Nun traf es sich ja, daß gerade Patricia und Petra da waren - und so rafften wir zwei Tage vorher unseren ganzen Mut zusammen und betraten eines dieser vornehmen Kimonogeschäfte, in denen man auch die Baumwollyukatas für den Sommer kaufen kann. In Kitakami gibt es MINDESTENS ein Dutzend dieser Geschäfte, worüber ich regelmäßig wieder staune, angesichts der Preise für einen ordentlichen Kimono: Unter umgerechnet etlichen Hundert Euro gibt's nichts Rechtes, wie oft kauft man schon sowas ?? Wir jedenfalls kauften jeweils nur ein Yukata-"setto" (Set), bestehend aus Yukata, Obi (der breite Gürtel), traditionellen Holzsandalen und Handtaschenbeutel, zum Schnäppchenpreis von 4000 Yen (ca. 30 Euro).
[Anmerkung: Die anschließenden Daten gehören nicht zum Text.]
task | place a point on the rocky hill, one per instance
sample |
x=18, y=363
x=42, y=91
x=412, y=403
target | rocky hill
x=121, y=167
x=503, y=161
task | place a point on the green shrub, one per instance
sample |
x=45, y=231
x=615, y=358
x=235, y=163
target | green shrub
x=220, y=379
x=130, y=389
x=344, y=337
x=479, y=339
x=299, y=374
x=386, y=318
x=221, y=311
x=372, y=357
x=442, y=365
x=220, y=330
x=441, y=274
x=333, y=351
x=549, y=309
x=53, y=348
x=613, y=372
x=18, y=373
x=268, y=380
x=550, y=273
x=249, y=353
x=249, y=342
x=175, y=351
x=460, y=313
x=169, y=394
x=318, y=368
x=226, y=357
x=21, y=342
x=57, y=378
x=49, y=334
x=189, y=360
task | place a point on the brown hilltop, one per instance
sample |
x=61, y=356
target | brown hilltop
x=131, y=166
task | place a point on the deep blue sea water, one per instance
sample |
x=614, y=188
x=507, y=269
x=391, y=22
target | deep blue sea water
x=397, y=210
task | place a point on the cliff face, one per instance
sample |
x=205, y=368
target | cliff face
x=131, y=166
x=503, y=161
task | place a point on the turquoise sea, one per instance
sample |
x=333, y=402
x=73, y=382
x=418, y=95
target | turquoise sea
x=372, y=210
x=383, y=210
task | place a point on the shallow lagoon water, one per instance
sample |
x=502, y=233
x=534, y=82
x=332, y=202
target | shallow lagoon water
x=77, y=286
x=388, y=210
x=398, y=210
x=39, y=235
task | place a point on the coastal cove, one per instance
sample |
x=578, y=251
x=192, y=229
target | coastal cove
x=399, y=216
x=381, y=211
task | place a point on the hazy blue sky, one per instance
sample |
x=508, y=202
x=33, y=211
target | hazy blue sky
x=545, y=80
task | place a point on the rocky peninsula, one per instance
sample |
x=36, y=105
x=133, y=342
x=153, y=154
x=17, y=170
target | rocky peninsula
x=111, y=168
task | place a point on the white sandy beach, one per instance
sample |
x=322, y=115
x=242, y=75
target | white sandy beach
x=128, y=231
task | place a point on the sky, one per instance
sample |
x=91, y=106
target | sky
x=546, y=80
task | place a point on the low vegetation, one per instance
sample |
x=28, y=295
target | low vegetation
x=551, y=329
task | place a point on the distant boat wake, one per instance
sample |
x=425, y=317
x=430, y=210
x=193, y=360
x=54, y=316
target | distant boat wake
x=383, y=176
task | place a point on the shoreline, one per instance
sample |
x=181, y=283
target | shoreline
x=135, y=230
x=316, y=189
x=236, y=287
Das war wirklich billig.
Am Feuerwerksabend kam dann die freundliche Nachbarin, Kitagawa-san, die mir schon eine Woche vorher ihre Hilfe beim Herrichten angeboten hatte, samt ihrer gerade zu Besuch weilenden Schwiegermutter, und dann ging's los.
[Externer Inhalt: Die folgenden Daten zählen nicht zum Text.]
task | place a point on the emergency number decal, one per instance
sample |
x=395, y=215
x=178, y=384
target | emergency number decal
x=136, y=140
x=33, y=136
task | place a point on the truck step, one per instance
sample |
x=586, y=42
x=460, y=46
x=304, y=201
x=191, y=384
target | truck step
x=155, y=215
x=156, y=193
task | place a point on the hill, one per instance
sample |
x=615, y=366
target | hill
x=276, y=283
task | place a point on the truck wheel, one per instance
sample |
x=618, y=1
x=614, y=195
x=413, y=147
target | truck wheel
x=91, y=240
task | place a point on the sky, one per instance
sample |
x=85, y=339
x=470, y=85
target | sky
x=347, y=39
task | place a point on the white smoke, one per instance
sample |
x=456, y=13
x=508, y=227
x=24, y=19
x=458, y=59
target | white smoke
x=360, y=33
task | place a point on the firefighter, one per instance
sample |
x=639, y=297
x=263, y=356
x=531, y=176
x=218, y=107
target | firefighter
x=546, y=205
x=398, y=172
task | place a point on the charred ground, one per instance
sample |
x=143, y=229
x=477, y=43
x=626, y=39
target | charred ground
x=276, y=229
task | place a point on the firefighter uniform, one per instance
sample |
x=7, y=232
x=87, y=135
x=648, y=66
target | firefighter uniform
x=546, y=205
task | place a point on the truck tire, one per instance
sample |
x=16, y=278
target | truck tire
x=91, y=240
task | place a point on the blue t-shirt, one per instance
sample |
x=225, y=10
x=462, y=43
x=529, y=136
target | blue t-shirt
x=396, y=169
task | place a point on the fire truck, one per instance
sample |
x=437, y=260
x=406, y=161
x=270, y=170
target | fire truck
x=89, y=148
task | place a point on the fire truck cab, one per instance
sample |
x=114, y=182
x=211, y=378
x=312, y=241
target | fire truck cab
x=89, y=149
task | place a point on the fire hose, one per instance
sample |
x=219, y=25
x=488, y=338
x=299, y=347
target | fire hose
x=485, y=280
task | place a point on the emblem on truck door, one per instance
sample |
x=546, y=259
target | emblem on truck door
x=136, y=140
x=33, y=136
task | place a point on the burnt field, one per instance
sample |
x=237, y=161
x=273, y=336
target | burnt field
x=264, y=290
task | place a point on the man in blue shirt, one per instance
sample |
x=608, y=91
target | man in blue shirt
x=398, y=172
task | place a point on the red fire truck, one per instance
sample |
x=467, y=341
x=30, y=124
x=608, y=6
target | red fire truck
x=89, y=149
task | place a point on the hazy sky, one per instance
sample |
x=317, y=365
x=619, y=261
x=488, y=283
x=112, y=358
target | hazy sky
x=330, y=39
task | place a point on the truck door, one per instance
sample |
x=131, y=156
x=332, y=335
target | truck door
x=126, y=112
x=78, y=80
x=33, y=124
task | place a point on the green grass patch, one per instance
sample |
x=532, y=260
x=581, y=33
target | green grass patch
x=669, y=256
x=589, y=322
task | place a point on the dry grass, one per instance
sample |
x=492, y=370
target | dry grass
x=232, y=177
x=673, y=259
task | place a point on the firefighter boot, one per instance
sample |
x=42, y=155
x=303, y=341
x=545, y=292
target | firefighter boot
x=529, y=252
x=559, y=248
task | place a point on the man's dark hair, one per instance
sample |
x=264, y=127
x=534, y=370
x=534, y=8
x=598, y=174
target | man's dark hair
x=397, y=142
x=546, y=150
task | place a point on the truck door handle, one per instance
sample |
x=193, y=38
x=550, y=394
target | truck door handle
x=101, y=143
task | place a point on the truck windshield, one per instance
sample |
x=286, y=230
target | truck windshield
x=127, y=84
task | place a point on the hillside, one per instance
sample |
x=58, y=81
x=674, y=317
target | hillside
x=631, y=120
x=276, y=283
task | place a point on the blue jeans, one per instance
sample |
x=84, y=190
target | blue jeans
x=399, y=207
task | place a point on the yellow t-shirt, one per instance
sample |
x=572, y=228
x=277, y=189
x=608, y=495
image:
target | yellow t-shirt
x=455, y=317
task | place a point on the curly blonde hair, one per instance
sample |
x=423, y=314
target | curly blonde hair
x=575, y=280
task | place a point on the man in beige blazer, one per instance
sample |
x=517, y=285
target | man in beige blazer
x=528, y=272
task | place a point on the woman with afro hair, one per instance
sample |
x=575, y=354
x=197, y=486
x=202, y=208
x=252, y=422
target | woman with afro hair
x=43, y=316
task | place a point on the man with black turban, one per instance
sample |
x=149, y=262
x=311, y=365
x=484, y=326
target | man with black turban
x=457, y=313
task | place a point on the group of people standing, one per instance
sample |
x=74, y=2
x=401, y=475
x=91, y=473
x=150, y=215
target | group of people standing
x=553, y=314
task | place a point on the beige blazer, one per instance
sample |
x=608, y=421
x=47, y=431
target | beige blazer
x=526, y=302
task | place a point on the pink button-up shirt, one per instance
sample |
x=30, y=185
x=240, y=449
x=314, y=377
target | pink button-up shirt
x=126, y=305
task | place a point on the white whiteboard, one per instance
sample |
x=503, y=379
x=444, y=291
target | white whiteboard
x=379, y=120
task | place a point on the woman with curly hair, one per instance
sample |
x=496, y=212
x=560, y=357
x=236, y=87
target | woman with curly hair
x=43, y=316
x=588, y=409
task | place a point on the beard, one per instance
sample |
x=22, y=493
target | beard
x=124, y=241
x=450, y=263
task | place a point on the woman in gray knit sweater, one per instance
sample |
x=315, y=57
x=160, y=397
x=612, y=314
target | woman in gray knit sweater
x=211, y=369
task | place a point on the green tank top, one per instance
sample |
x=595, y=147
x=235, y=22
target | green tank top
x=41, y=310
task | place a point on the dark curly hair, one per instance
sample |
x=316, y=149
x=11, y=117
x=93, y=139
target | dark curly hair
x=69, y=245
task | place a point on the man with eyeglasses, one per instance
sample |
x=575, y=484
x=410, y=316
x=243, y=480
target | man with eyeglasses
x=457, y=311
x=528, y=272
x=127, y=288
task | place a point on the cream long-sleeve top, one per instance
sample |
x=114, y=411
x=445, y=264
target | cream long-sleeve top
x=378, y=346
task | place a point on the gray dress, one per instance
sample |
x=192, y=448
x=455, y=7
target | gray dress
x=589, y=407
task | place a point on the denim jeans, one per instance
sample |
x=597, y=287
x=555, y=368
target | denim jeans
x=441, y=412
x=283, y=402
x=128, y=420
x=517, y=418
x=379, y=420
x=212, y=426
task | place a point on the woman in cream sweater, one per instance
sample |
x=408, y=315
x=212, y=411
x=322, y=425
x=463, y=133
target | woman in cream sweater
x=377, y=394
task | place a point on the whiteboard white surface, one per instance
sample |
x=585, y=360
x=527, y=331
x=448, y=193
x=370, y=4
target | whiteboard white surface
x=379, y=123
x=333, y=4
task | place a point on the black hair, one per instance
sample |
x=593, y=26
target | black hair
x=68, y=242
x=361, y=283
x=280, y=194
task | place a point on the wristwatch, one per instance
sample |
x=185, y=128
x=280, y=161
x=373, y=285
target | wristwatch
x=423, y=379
Die Schwiegermutter ist rüstige fünfundsiebzig, ehemalige Lehrerin für japanischen Tanz und kennt sich aus mit solchen Sachen. Sie fand, Patricia und Petra hätten sich ruhig buntere Yukatas kaufen sollen (daß sie sie daheim aber als Morgenmäntel benutzen wollen und sie deshalb eher dezent gewählt hatten, haben wir ihr lieber nicht gesagt), und vor allem nicht beide die gleichen. Trotzdem hat sie uns ruckzuck alle verpackt, daß uns fast die Luft wegblieb und der Schweiß innen am Körper runterlief. Bei den Schleifen gab's für uns verheiratete Frauen, die es nicht mehr nötig haben, sich aufzurüschen, nur die kleinen:


Vom Feuerwerk selbst habe ich leider keine ordentlichen Bilder, aber es war im wahrsten Sinne des Wortes ein ziemlicher Knaller. Ein bißchen störend waren die Pausen zwischen den einzelnen, wie soll man es nennen, Formationen, Bildern?, da wurden Namen und Grußbotschaften hunderter Privatsponsoren verlesen ("der Opa Soundso grüßt seinen Enkel in Ezuriko" etc.) und außerdem erklärt, daß als nächstes eine Micky-Maus-Figur kommt). Auf diese Weise dauerte es gute anderthalb Stunden - von denen ich aber höchstens 15 Minuten mitbekommen habe, denn Jakob fand es blöd. Bei den kleineren Raketen am Anfang wollte er sich ausschütten vor Lachen. Als dann richtig große und vor allem laute kamen, fing er bei jeder neuen bitterlich an zu weinen, da bin ich halt mit ihm gleich wieder nach Hause gefahren, habe mich aus meiner verschwitzten Yukata geschält und noch die eine oder andere besonders große Rakete im Nachthimmel über den Nachbarhausdächern bewundert.